Emily, as always, has the info. That link goes to a specific blog post, but keep her blog handy on Friday and this weekend. She’ll be posting more, as will I, including pictures from the flyby. Rosetta also has a blog of its own, which will no doubt have even more.

September 4th, 2008 2:14 PM by Phil Plait in Astronomy, Science | 13 comments | RSS feed | Trackback >

13 Responses to “Expelling an asteroid”

  1. 1.   Petrucio Says:

    Thanks for bringing the full RSS feed back!

  2. 2.   Ken B Says:

    Yes, I was wondering about the title of the post. Why would a flyby “expel” an asteroid? Then you explained it. Thanks for the groaner.

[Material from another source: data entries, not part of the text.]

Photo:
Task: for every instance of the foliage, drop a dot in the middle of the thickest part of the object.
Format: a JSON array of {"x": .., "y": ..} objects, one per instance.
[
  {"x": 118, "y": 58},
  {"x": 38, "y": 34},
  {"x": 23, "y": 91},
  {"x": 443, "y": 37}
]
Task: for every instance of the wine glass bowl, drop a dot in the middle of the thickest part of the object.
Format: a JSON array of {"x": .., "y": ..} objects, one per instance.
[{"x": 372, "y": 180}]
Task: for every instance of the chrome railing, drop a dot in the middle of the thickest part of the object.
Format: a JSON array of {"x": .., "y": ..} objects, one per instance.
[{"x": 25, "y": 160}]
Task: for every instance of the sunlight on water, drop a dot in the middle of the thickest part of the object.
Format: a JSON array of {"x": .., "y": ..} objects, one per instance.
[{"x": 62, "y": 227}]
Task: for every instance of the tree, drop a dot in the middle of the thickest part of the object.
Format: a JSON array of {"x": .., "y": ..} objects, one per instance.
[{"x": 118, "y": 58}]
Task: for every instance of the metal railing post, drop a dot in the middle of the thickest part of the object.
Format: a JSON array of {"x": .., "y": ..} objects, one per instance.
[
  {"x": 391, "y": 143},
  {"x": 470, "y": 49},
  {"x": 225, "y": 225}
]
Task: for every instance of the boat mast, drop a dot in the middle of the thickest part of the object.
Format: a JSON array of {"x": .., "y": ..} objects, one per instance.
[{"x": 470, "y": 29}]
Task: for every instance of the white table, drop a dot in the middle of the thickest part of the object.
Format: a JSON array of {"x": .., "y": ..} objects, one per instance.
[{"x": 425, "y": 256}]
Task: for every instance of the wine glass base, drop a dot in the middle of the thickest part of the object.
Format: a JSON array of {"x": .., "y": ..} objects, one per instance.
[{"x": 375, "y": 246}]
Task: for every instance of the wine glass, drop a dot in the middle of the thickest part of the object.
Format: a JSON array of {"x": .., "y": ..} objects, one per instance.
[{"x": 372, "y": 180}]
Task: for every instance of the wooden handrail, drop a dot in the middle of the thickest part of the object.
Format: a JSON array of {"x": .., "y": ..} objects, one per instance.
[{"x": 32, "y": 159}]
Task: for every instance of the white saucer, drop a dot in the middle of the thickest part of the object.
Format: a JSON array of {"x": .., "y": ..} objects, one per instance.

  3. 3.   Mike Sperry Says:

    Hey Phil, here’s a question about asteroids… they always appear “weathered” (no sharp edges, rounded features). Is this appearance due to billions of years of small impacts wearing away the edges, or did they originally form in this shape?
    You would think that a rock in a vacuum would not change appearance very much.

  4. 4.   fluffy Says:

    As a non-astrophysicist I always assumed it was because that asteroids formed from big lumps of molten magma or whatever and they just coalesced into a blob as they cooled due to the not-really-magic of surface tension.

  5. 5.   Jewel Says:

    1 Stein is more than enough. Why would we want 2867 Steins?!? *shiver*

  6. 6.   Dave Hall Says:

    So how does the Rosetta Mission flyby expel an asteroid? It might be better to first ask why did the Rosetta Mission eat the asteroid?

  7. 7.   madge Says:

    Thanks for the heads up Phil :)

  8. 8.   Don Snow Says:

    I went to link. No explanation of “expel”.

    I’ve read, somewhere, and heard on night talk shows, that an object (from Earth) can change an asteroid’s trajectory, without touching it. Is that concept what this is about?

  9. 9.   Naked Bunny with a Whip Says:

    Don: The asteroid has “Steins” in the name, and Phil is making a reference to Ben Stein, host of the pro-creationism hatchet job movie “Expelled”.

    Yes, it’s a very weak joke. But thank you for your question, which prevented me from making an even weaker bathroom joke about expelling asteroids.

  10. 10.   Area man interviewed, quoted | Bad Astronomy | Discover Magazine Says:

    [...] European spacecraft Rosetta will pass by asteroid Steins today, giving us our first close-up views of this mountain-sized rock. But far and away the most [...]

  11. 11.   Torbjörn Larsson, OM Says:

    I’m missing something in my translation – why isn’t the probe expelled (more than the asteroid)?

    they just coalesced into a blob as they cooled due to the not-really-magic of surface tension

    Why not tension ruling both processes, gravity trying to collect the initial material and later redistributing the part of impact weathered material that doesn’t escape Stein’s gravitation?

    Btw, the initial material is AFAIU grains, once radiative melted or not, not molten larger bodies. Dunno if impact heating manages to melt the larger bodies, I thought it was the then higher radioactivity that did most of that assuming the body becomes large enough.

    Also, IIRC impact processes tends to wear down topography in most cases. [Even if hardy grains can form caustics, i.e. sharp points and pillars, in an impact flow. Impact weathering preferentially from a set of smaller angles (due to the geometry of an extended body) will still make them eventually disconnect - fall off. So the process is emergent smoothening, for small impacts.] For example, sand blasting smooths.

    Steins is AFAIU a rare asteroid, with spectra indicating that it comes from a larger body that had managed to melt and separate different materials. So perhaps it can be round (which I hear it likely is, from reflection studies) for several possible reasons. I would love to have an astronomer explain and sort out these processes.

  12. 12.   Kyle Says:

    Hey I wonder if anyone else took a look at Emily Lakdawalla’s blog from the 25 Aug 08. There is an animation showing Steins moving in the field but there is another bright object that you can see between the 2 shots appearing to trail Steins. Here (maybe is the link)
    http://www.planetary.org/blog/article/00001616/

  13. 13.   LaCreption Says:

    Too bad the camera went into safe mode as the probe approached. Is it equiped with Windows95?